Educate, empower, embrace: A club's impactful initiative at Bethel College
Gay-Straight Alliance and BeLonGTo hope to combine into one club, with the common goal to educate and diversify Bethel.
Bethel College is made up of a variety of students, who all bring unique perspectives and experiences to the campus. Students can share their individualism with the community through numerous on-campus avenues. One notable way for students to get to know their fellow students is through clubs.
While some clubs, such as the Board Game Club and Bethel Barbecue Club, allow students to examine an activity or interest, others allow students to explore and celebrate identity. The Gay-Straight Alliance (GSA) is one of those clubs.
A relatively new club, GSA was formed in 2022 as an offshoot of BeLonGTo, another identity-focused club. BeLonGTo, according to its president, Hayden Honomichl, a senior from Great Bend, is an “anonymous LGBTQ support group on campus. … Essentially, we’re a space where if you identify within the LGBTQ community, or you’re questioning … you can come to explore and feel celebrated.”
Although BeLonGTo served a notable purpose on the Bethel campus, the club leadership felt that it was lacking in some areas.
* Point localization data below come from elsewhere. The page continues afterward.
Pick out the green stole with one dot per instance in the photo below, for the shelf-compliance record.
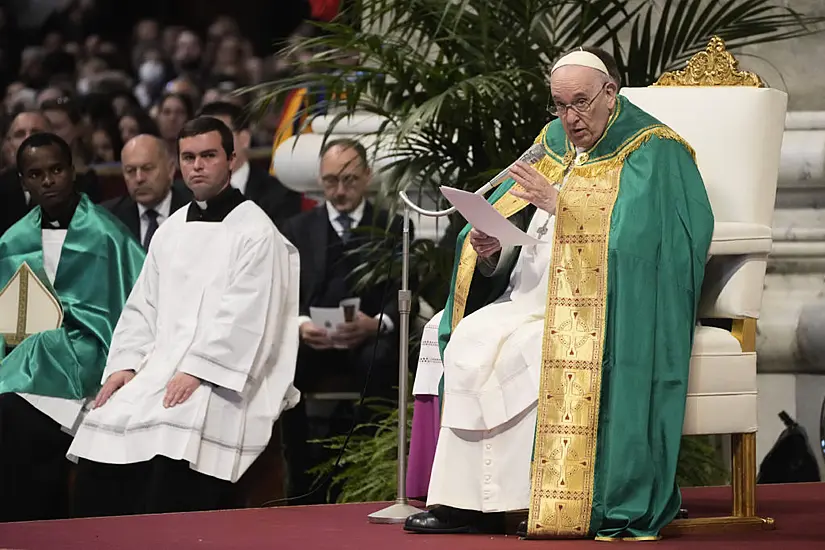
(99, 263)
(632, 232)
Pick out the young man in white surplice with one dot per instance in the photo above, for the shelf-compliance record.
(203, 359)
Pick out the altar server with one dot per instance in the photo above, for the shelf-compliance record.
(89, 263)
(203, 357)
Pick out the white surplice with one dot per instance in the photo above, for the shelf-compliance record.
(66, 412)
(219, 301)
(491, 375)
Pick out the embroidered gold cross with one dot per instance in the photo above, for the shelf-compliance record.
(577, 271)
(564, 461)
(583, 212)
(570, 397)
(573, 333)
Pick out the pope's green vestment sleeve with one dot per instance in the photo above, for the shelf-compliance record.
(660, 232)
(99, 264)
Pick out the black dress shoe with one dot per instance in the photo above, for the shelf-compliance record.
(442, 520)
(521, 531)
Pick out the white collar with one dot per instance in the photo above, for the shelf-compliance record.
(163, 208)
(356, 215)
(240, 178)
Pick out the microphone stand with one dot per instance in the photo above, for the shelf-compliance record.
(401, 510)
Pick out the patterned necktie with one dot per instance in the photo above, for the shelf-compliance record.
(152, 216)
(346, 224)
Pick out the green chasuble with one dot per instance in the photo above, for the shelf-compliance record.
(99, 263)
(632, 232)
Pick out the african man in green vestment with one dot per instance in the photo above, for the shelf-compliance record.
(565, 363)
(89, 262)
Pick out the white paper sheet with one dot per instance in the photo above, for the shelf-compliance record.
(482, 216)
(327, 318)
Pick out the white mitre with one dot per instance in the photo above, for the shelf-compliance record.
(582, 59)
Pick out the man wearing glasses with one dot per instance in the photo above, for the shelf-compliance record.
(565, 364)
(331, 240)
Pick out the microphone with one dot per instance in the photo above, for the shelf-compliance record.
(530, 156)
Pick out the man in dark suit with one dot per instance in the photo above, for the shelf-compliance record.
(148, 171)
(14, 201)
(330, 240)
(256, 184)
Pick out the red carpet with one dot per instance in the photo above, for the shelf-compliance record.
(799, 511)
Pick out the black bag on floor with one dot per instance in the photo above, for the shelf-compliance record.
(791, 459)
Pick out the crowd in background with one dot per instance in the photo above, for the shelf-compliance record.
(97, 95)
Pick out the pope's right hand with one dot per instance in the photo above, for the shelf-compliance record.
(113, 383)
(484, 245)
(314, 336)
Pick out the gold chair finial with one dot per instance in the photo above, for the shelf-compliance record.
(715, 66)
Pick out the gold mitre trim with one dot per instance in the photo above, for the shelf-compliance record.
(715, 66)
(41, 294)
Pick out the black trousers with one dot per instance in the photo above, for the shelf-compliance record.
(157, 486)
(34, 470)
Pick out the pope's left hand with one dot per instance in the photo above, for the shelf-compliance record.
(535, 188)
(179, 389)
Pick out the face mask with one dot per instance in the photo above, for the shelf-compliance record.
(151, 72)
(83, 86)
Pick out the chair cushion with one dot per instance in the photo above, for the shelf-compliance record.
(736, 132)
(722, 386)
(733, 238)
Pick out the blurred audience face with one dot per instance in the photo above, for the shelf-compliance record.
(62, 125)
(147, 30)
(13, 92)
(186, 87)
(49, 94)
(148, 170)
(129, 127)
(170, 39)
(241, 139)
(212, 95)
(221, 27)
(102, 148)
(92, 44)
(204, 165)
(188, 51)
(53, 42)
(229, 52)
(23, 125)
(172, 116)
(344, 178)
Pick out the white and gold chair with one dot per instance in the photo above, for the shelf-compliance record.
(735, 124)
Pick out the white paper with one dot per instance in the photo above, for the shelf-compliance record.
(327, 318)
(482, 216)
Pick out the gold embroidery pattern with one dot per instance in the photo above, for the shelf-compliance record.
(568, 410)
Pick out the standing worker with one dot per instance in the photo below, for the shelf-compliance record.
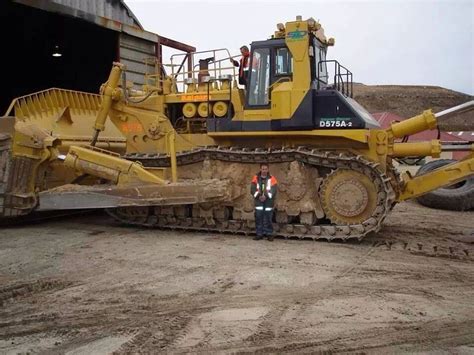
(263, 189)
(243, 65)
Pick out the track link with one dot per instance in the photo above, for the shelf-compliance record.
(385, 193)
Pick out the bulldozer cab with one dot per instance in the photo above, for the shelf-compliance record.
(272, 63)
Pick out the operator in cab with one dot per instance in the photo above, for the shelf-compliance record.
(243, 65)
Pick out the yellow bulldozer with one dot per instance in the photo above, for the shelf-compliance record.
(179, 152)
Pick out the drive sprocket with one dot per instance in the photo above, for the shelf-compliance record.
(348, 196)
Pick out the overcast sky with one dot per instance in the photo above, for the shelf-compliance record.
(381, 42)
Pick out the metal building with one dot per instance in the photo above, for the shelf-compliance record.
(71, 44)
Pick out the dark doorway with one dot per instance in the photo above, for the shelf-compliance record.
(84, 52)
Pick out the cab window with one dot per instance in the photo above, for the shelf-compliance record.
(321, 67)
(258, 88)
(283, 62)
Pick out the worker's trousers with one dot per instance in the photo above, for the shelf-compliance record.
(263, 220)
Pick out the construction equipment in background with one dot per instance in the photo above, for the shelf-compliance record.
(194, 138)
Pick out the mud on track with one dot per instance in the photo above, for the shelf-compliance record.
(84, 284)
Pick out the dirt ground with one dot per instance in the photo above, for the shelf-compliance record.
(84, 285)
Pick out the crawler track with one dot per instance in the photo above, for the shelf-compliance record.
(318, 159)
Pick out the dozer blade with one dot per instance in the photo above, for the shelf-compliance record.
(69, 197)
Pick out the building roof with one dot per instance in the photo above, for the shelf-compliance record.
(115, 10)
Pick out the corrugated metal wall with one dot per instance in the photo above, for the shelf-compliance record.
(133, 52)
(112, 9)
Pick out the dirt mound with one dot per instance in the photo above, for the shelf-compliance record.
(407, 101)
GSA was created to fill those areas. GSA’s president, Lucy Buller, a junior from Newton, described the motivation for the new club, saying, “BeLonGTo specifically meets anonymously. … The GSA was developed more as an event-focused club … including people beyond members of the LGBTQ community. It gives them a place where they can be involved.”
The GSA emphasizes education and outreach, while BeLonGTo emphasizes the creation of a space for people belonging to the LGBTQ+ community. Isaiah Smith, a sophomore from Great Bend and Vice President of GSA, said that that mission is one of the things that attracted him to the club. “I think my goal is when I leave Bethel, I want to make it a more inclusive and safe and accepting place for LGBTQ+ members. [The] GSA is a great way for me to do that.”
“I think my goal is when I leave Bethel, I want to make it a more inclusive and safe and accepting place for LGBTQ plus members. [The] GSA is a great way for me to do that.”
Isaiah Smith
Buller emphasized the importance of groups that speak awareness and information about minority and marginalized groups. “A lot of the hate you see in the world comes from a lack of knowledge,” she said. “GSA’s goal is to combat that lack of knowledge.”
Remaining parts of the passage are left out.